Yin Qingbo, Shen Liran, Kim Jong-Nam, Jeong Yong-Jae
College of Computer Science and Technology, Harbin Engineering University, Harbin, 150001, PR China.
Opt Express. 2009 Sep 14;17(19):16581-9. doi: 10.1364/OE.17.016581.
A novel scale and shift invariant pattern recognition method is proposed to improve the discrimination capability and noise robustness by combining the bidimensional empirical mode decomposition with the Mellin radial harmonic decomposition.

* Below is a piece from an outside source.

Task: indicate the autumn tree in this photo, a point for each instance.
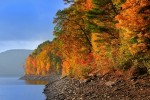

The flatness of its peak intensity response versus scale change is improved. This property is important, since we can detect a large range of scaled patterns (from 0.2 to 1) using a global threshold. Within this range, the correlation peak intensity is relatively uniform with a variance below 20%. This proposed filter has been tested experimentally to confirm the result from numerical simulation for cases both with and without input white noise.
提出了一种新颖的尺度和移位不变模式识别方法,通过将二维经验模式分解与梅林径向谐波分解相结合来提高识别能力和抗噪声鲁棒性。其峰值强度响应相对于尺度变化的平坦度得到了改善。这一特性很重要,因为我们可以使用全局阈值检测大范围的尺度模式(从0.2到1)。在此范围内,相关峰值强度相对均匀,方差低于20%。已对该提出的滤波器进行了实验测试,以证实有无输入白噪声情况下数值模拟的结果。